OPEC officials expressed concern that the market thus far has been unaffected by the cuts, which have been more disciplined than many analysts predicted. OPEC officials say they hope the cuts will begin to register soon and help drive prices back above $50 a barrel. But pessimists within the cartel say continuing bad news could drive prices well below $30 a barrel in coming months.

Saudi Oil Minister Ali Naimi, speaking at an oil conference Wednesday in New Delhi, said prices had fallen below the level warranted by market fundamentals. The oil market, he said, needs prices that "encourages investment, helping create a climate conducive for the development of all viable energy sources." Mr. Naimi recently put that price at $75 a barrel.

Nonsense. Development of new technology does not compete with oil production. Delivery of those technologies may one day compete, but that is no reason to delay the process of finding and perfecting an alternative to oil. If oil did not exist, what then? This general economic wisdom is bunk. Thomas Edison's perfected electric light technology was to compete with gas lighting, but buildout costs were enormous.

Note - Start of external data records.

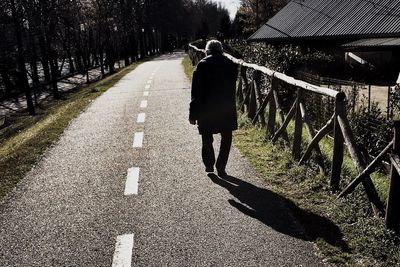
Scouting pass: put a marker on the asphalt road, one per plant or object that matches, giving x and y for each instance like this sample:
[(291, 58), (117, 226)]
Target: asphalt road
[(76, 208)]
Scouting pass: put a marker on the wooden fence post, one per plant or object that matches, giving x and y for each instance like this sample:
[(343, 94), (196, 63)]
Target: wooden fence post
[(272, 108), (393, 203), (257, 89), (246, 91), (252, 107), (338, 145), (298, 128), (239, 91), (356, 155)]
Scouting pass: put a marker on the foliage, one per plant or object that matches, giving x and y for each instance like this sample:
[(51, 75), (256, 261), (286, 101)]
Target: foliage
[(371, 128), (60, 37), (23, 143), (395, 102)]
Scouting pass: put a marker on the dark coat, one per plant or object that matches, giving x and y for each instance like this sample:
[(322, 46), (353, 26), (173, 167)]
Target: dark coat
[(213, 102)]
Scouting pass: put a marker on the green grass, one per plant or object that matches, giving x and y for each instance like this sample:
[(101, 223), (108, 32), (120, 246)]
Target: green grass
[(344, 230), (23, 143)]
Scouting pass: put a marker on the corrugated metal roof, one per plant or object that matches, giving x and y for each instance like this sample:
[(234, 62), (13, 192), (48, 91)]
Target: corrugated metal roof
[(324, 19), (374, 42)]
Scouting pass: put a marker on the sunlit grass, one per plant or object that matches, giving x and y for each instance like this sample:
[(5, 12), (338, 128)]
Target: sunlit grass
[(24, 142)]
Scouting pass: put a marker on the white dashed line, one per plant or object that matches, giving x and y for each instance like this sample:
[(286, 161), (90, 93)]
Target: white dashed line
[(138, 139), (123, 251), (143, 104), (141, 117), (132, 182)]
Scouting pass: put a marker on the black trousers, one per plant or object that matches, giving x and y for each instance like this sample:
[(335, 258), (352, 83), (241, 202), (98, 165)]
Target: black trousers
[(207, 150)]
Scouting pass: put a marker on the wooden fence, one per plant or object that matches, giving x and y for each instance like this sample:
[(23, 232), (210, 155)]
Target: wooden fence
[(254, 103)]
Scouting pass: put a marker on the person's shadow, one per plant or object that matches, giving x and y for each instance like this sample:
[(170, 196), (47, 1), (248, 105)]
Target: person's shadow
[(278, 212)]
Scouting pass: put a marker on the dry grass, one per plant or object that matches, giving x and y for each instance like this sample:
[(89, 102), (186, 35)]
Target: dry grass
[(23, 143)]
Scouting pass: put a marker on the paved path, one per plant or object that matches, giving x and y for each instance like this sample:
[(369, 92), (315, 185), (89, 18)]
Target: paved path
[(15, 105), (81, 205)]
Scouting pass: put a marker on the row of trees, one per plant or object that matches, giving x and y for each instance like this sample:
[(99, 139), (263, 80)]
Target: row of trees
[(43, 40)]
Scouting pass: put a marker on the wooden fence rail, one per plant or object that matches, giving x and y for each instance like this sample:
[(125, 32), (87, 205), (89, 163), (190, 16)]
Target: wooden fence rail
[(254, 103)]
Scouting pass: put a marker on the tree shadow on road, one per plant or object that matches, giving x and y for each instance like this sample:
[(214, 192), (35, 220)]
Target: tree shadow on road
[(279, 213)]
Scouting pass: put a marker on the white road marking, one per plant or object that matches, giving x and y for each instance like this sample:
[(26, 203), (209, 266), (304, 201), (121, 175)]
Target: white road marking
[(138, 139), (132, 182), (141, 117), (123, 251), (143, 104)]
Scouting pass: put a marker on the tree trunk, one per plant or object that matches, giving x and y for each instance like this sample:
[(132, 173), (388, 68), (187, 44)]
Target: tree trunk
[(21, 72), (8, 85)]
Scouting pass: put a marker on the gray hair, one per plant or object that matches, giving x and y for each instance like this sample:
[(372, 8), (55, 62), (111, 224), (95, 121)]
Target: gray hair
[(214, 46)]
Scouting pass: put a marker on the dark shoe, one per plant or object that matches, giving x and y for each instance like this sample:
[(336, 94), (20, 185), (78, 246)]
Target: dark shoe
[(222, 174), (209, 169)]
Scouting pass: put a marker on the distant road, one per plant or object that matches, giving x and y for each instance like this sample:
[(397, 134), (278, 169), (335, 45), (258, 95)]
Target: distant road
[(125, 186)]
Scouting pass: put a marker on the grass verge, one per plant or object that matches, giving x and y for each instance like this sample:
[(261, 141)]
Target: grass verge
[(344, 230), (23, 143)]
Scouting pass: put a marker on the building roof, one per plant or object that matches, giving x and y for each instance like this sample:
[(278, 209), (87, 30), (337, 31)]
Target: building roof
[(332, 19), (374, 42)]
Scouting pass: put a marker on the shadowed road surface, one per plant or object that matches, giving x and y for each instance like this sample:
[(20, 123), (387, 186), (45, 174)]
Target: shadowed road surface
[(121, 188)]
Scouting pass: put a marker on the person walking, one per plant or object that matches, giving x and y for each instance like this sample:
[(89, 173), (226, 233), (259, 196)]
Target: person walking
[(213, 105)]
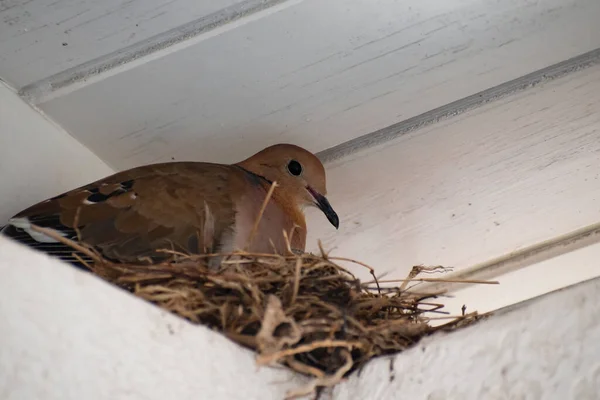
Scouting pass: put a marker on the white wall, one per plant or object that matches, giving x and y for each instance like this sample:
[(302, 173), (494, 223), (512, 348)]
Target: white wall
[(38, 159)]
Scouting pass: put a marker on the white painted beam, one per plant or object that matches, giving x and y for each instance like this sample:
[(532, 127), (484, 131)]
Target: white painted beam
[(524, 284), (38, 159), (42, 38), (491, 181), (296, 75)]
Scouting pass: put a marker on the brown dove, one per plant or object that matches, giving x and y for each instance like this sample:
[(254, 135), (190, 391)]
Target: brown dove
[(191, 207)]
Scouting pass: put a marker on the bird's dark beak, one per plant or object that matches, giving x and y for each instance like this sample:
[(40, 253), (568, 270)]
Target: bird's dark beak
[(323, 204)]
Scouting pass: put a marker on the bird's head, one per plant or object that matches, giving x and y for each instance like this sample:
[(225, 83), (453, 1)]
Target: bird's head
[(299, 174)]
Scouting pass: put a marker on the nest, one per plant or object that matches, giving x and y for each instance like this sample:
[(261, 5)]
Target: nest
[(304, 311)]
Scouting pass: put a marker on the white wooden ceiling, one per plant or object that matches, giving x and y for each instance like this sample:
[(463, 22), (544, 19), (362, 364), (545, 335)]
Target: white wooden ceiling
[(142, 81), (145, 80)]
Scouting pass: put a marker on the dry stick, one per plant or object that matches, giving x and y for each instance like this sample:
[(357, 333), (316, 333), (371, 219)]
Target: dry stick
[(296, 280), (55, 235), (436, 280), (264, 359), (371, 269), (326, 381), (260, 214)]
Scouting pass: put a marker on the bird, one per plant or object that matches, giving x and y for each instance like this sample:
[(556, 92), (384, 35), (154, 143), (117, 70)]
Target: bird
[(185, 206)]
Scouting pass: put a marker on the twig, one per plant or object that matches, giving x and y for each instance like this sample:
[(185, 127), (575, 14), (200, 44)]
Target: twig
[(264, 359)]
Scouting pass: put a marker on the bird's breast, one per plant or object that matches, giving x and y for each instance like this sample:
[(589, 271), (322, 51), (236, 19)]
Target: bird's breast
[(269, 236)]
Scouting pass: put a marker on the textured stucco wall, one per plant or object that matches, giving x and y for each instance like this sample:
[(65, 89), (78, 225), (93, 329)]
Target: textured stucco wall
[(546, 349)]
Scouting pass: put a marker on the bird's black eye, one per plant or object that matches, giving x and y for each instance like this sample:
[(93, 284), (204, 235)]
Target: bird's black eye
[(295, 168)]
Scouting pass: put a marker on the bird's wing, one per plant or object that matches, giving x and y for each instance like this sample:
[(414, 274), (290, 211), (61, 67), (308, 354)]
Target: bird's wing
[(185, 207)]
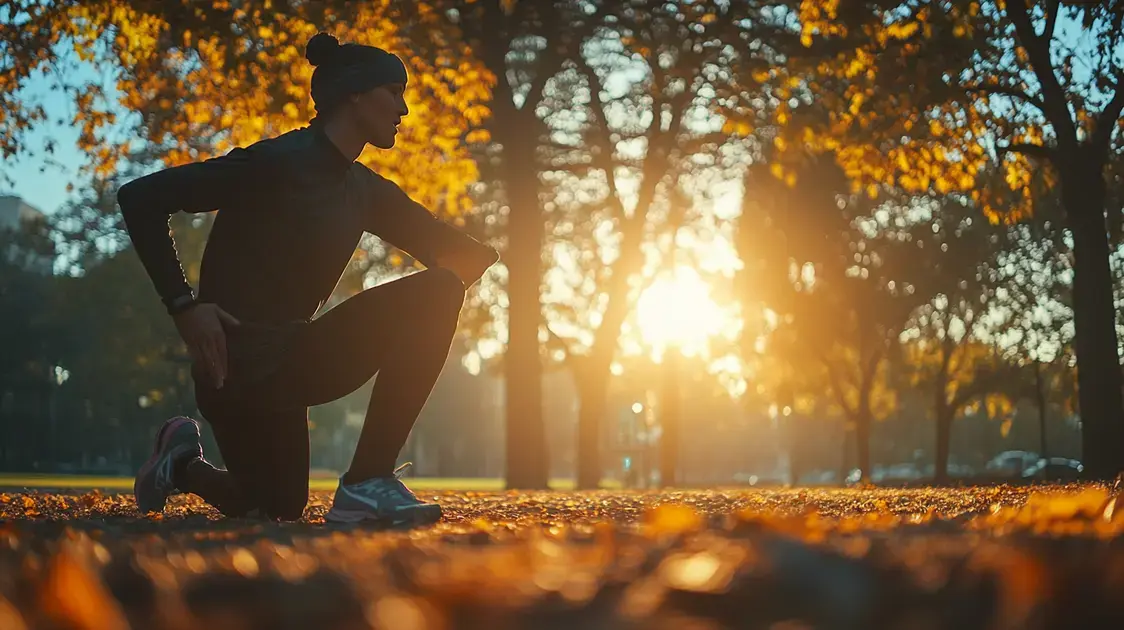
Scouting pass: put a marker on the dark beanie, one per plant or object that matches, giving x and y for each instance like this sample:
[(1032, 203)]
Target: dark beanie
[(349, 69)]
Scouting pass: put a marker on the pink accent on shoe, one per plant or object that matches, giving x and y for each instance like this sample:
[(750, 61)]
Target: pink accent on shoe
[(162, 435)]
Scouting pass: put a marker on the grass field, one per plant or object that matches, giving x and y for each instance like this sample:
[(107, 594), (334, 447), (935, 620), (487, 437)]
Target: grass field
[(317, 483)]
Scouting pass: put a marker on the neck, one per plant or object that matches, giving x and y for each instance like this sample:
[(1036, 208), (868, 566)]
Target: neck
[(346, 138)]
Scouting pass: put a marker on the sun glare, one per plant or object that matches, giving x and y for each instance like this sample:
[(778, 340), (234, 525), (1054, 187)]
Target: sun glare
[(678, 311)]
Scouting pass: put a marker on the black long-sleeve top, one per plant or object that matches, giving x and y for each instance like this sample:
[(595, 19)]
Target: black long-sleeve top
[(292, 212)]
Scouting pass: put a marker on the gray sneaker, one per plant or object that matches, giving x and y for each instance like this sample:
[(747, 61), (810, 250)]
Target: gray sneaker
[(382, 500), (178, 438)]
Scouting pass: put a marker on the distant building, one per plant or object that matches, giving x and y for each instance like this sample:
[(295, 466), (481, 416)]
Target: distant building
[(16, 214)]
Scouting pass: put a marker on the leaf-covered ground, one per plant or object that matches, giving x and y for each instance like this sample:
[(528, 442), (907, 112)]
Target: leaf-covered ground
[(989, 557)]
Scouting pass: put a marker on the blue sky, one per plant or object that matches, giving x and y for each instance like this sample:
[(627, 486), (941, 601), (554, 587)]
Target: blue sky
[(47, 189)]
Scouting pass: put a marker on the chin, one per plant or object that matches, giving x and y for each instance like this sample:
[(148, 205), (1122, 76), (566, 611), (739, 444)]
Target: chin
[(383, 143)]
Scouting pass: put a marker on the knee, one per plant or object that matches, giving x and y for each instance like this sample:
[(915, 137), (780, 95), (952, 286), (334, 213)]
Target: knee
[(446, 285)]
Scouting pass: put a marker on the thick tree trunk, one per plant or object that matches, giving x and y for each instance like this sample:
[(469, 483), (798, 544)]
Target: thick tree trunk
[(670, 420), (1040, 395), (526, 452), (592, 389), (1102, 407), (862, 425), (943, 443)]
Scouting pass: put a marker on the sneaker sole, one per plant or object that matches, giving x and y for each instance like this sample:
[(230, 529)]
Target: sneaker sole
[(416, 516), (143, 483)]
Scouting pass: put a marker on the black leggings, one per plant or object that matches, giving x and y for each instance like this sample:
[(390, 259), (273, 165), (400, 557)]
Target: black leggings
[(401, 330)]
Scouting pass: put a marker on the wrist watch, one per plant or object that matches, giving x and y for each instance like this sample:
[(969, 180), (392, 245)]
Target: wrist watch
[(180, 304)]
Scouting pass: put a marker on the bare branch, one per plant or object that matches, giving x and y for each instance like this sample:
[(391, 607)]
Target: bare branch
[(1108, 117), (1051, 20), (1030, 150), (1007, 91), (1053, 97)]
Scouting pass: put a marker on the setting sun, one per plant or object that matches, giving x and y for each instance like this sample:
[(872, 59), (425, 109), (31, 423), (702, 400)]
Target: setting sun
[(678, 309)]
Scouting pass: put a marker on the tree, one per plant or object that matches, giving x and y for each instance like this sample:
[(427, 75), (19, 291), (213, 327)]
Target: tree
[(524, 45), (840, 295), (925, 95), (622, 155), (949, 341)]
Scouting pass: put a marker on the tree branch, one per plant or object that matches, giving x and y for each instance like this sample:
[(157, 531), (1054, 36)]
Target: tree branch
[(1108, 117), (1053, 97), (1029, 150), (1051, 20), (1007, 91)]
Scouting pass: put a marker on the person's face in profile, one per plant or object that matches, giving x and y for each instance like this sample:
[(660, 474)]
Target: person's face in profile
[(378, 113)]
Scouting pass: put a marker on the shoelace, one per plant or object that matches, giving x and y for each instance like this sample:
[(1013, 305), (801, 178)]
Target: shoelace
[(165, 482), (407, 493)]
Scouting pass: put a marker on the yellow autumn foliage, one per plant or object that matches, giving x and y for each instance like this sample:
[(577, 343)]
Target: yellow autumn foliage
[(227, 74)]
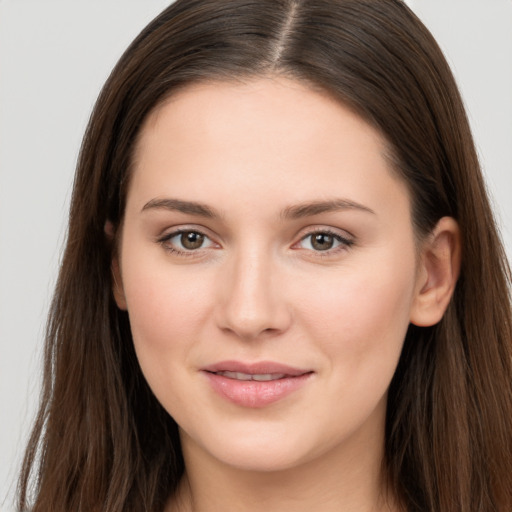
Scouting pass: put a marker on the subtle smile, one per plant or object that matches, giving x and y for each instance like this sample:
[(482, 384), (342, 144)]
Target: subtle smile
[(255, 385)]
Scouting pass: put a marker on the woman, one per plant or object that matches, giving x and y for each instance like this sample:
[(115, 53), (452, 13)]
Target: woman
[(282, 284)]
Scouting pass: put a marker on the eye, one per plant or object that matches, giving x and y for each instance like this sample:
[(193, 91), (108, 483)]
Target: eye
[(322, 241), (184, 241)]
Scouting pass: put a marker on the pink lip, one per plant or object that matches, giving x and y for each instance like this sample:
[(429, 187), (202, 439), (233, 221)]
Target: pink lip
[(251, 393)]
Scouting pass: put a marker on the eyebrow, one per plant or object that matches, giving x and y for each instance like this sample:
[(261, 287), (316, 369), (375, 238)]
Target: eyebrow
[(317, 207), (188, 207), (298, 211)]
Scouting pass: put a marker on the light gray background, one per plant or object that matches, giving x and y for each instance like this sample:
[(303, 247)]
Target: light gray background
[(54, 57)]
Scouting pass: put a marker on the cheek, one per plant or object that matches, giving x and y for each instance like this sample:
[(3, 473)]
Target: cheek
[(167, 308), (360, 315)]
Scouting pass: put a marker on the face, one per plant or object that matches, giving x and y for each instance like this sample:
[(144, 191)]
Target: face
[(268, 265)]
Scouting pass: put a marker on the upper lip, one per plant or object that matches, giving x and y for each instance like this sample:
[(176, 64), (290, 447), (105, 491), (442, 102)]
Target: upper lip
[(259, 368)]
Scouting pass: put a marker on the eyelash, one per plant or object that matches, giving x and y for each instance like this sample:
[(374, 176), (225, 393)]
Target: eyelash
[(345, 243)]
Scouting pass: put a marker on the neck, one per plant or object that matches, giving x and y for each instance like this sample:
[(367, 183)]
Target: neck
[(348, 479)]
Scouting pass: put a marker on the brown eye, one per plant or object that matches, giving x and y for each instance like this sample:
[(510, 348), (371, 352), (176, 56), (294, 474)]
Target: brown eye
[(191, 240), (322, 241)]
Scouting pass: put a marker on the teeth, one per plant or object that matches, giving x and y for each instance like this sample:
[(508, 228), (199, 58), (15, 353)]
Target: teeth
[(248, 376)]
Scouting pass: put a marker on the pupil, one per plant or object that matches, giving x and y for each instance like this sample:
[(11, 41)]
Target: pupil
[(192, 240), (322, 242)]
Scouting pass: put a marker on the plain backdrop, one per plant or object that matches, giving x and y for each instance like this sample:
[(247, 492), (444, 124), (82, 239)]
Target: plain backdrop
[(54, 57)]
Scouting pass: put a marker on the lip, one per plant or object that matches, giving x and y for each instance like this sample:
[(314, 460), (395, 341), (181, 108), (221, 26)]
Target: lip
[(255, 393)]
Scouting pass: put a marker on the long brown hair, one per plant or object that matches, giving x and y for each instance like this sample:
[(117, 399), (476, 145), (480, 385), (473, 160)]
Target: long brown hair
[(101, 441)]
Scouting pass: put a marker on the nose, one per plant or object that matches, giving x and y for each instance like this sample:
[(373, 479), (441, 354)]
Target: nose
[(252, 302)]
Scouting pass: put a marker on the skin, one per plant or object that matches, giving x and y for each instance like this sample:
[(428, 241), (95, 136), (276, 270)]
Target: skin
[(257, 289)]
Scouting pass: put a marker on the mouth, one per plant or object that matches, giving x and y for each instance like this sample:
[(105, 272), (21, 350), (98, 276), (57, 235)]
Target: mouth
[(255, 385), (260, 377)]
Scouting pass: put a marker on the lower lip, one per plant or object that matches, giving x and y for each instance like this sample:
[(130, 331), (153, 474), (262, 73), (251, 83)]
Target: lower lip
[(252, 393)]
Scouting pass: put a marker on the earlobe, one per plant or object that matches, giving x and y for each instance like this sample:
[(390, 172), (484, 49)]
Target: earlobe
[(117, 282), (438, 273)]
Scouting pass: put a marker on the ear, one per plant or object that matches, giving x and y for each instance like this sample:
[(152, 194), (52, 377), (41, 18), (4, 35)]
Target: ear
[(439, 268), (117, 286)]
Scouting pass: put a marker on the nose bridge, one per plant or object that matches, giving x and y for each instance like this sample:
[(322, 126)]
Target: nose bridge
[(253, 303)]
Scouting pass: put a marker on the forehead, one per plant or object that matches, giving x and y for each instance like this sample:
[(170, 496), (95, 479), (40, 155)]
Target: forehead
[(269, 132)]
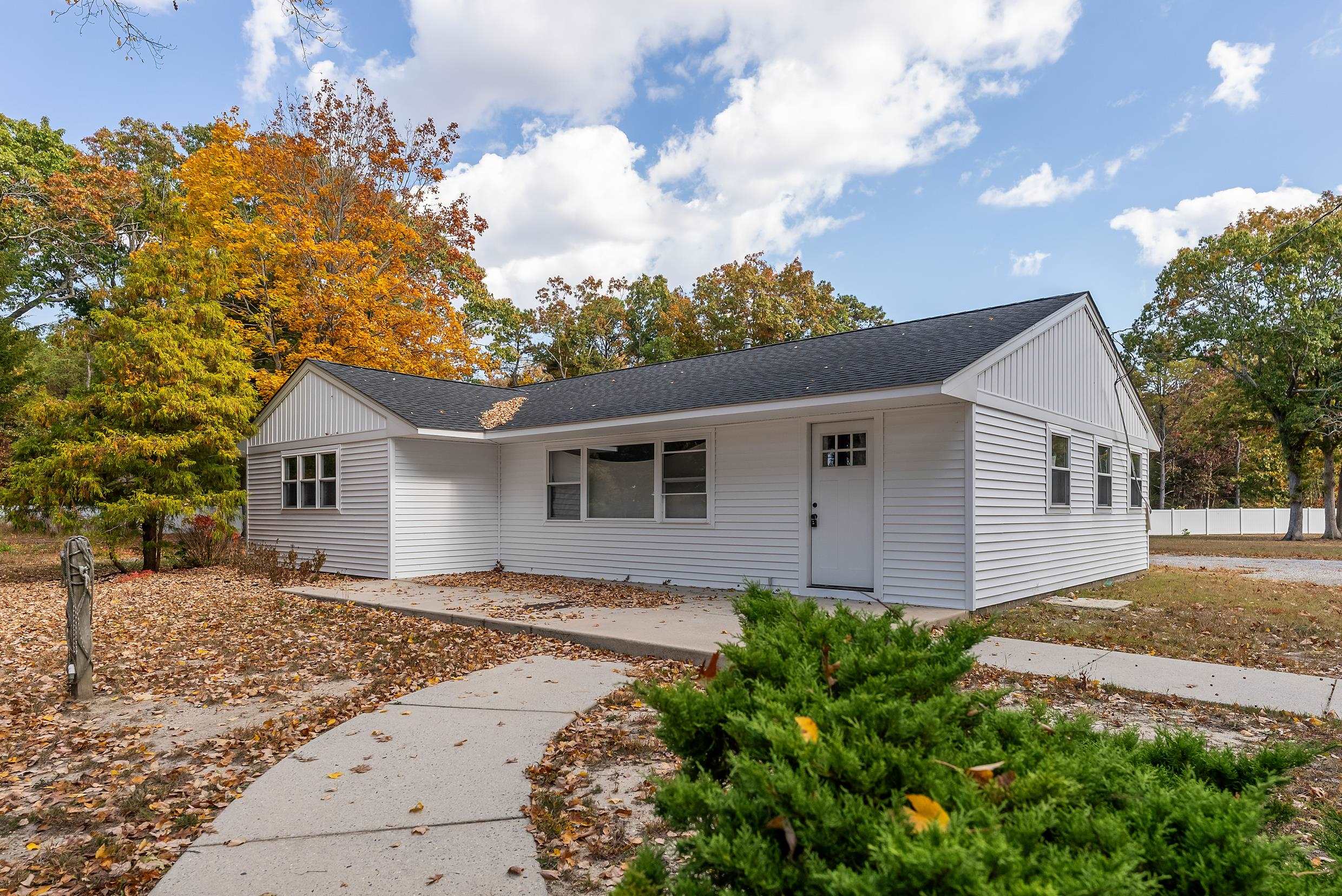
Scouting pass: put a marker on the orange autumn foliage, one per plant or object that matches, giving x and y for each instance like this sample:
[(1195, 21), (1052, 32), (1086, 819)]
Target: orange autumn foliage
[(334, 238)]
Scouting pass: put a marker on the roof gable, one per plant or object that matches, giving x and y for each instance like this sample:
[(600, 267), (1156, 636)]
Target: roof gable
[(897, 354)]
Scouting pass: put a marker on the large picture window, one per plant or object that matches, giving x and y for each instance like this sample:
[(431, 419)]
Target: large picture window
[(665, 480), (1137, 496), (309, 480), (1103, 477), (1059, 471)]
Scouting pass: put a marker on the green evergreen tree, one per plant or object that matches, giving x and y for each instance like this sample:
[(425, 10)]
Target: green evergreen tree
[(839, 754), (156, 432)]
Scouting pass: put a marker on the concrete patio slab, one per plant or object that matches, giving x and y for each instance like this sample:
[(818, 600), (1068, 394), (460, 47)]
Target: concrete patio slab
[(471, 859), (540, 683), (1286, 691), (313, 824)]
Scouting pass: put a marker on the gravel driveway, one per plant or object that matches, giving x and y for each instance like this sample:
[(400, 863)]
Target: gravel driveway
[(1270, 568)]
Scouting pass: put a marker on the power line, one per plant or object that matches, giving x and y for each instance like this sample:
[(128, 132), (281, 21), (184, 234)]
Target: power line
[(1304, 230)]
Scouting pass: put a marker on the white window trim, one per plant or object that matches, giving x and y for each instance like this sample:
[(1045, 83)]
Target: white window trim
[(1100, 508), (1050, 431), (319, 452), (1142, 474), (658, 496)]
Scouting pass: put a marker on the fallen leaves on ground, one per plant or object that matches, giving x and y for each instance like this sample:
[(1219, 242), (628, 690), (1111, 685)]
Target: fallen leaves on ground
[(591, 796), (203, 679)]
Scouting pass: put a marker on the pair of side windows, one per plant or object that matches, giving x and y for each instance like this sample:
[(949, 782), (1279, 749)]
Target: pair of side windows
[(1061, 475)]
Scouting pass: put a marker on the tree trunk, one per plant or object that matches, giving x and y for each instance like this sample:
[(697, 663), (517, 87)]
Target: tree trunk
[(151, 546), (1330, 518)]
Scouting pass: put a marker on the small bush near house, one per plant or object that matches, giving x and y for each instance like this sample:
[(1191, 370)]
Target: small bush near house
[(203, 541), (255, 558), (837, 754)]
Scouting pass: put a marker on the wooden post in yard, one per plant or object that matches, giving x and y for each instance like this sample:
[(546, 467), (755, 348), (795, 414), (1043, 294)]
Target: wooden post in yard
[(77, 572)]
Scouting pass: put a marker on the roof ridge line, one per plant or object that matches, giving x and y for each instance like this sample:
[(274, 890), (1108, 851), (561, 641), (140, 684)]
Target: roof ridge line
[(823, 336)]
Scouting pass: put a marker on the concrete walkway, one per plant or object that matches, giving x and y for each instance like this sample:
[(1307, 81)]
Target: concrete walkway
[(1278, 569), (430, 785), (693, 631)]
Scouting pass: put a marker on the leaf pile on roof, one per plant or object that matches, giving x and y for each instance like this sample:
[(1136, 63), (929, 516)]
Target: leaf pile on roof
[(501, 412), (203, 679)]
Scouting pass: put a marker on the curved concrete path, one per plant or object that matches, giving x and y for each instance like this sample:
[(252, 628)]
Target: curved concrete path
[(1277, 569), (457, 752)]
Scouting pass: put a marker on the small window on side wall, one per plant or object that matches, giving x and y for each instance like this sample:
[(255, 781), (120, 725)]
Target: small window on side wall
[(1137, 496), (1103, 477), (1059, 471)]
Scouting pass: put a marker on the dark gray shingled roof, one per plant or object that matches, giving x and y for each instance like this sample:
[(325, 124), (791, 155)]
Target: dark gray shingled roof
[(897, 354)]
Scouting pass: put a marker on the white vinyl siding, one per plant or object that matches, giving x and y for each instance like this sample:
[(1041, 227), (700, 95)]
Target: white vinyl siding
[(755, 510), (314, 408), (1022, 550), (924, 506), (1069, 371), (354, 536), (445, 508)]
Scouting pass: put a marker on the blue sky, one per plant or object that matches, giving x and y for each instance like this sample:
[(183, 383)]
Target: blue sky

The battle between electric and gas lighting lasted some 30 years, and although advances were made in gas-lighting technology, electricity won out. During that time, the Cleveland OH City Council, viewing comparative costs, voted to go back to gas light in 1883 but reversed itself 17 days later. About the time that Brush was developing his arc light, Thomas Edison designed a practical incandescent lamp which later had great significance for Cleveland, because the companies that formed the National Electric Lamp Assn. in 1906 centered much of their light-bulb production in this area. When NELA became the National Quality Lamp Division of GENERAL ELECTRIC CO., it established Nela Park in the suburbs. The division took the leading role in GE’s incandescent lighting development program from 1915 until 1935, when fluorescent lighting research became prominent.

For years, the world's oil surplus was negligible. This year, OPEC's spare capacity is expected to surge to around four million barrels a day, according to the U.S. Energy Department. In 2009, global oil demand will fall by 800,000 barrels a day—the sharpest retreat since the recession of the early 1980s, the Energy Department predicts.

Gasoline demand is down almost 4% in the U.S. from a year ago, despite the drop in fuel prices. The U.S. is now importing about 750,000 fewer barrels a day than it did last year. Yet crude and refined-fuel stockpiles rose by 9.8 million barrels last week, the Energy Department said Wednesday. Stockpiles at the country's main delivery point for U.S. crude in Cushing, Okla., are at record highs.